On the Today Programme, Lord Davies was asked why 260 of the 286 women on the boards of FTSE 100 companies are non-executives. Non-executive board members are involved in the policy making decisions for the business but not in the day to day operations.
"The focus of our work was on fixing the boardroom. We've done that and there's very few all-male boards left," Lord Davies he said.
"We now need to see the same change, through a voluntary approach, in the executive committee structure of big companies and small companies."
But Shainaz Firfiray, an assistant professor at Warwick Business School warned that setting quotas was not be enough to fix the boardroom gender gap: "It may not be enough for companies to simply appoint women to board positions in response to external pressures.
"Prior research has shown that women who succeed in typically male tasks such as leadership positions are more disliked and derogated, implying that women confront obstacles in work settings that are not encountered by men to the same degree."
She said diligent management was needed to ensure their appointments were effective.
Lord Davies said in his latest report that the next five years should see "substantive and sustainable improvement in women's representation on boards of FTSE 350 companies".
"Following five years of significant effort on the part of the biggest FTSE boards, all FTSE-listed companies should be taking action," he added.
The government has already said it plans to bring in a target to include women on the boards of all the UK's top 350 companies.
This will come as part of a series of "equality-boosting measures" which it hopes to introduce in the first half of 2016.
The role of a non-executive is to keep the management in check and look out for the interests of shareholders .
They are intended to be independent and differ from executives in that they do not work solely for the company and often serve on multiple boards.
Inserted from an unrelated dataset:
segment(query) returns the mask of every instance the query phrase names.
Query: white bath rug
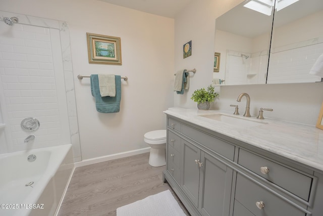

This is true of both men and women.
The report counts positions held by women not individuals, so women who serve on more than on board would have been counted multiple times.
Several female non-executive board members serve on more than one FTSE 100 board, including Jasmine Whitbread, who serves on the boards of BT and Standard Chartered and Mary Harris on the boards of ITV and household products giant Reckitt Benckiser.
According to executive search firm Audeliss, though if current trends continue many female non-executive directors may leave their boards in the next 18 months as their terms expire.
Audeliss said that that could mean a drop in the number of top women non-executive directors to 17%.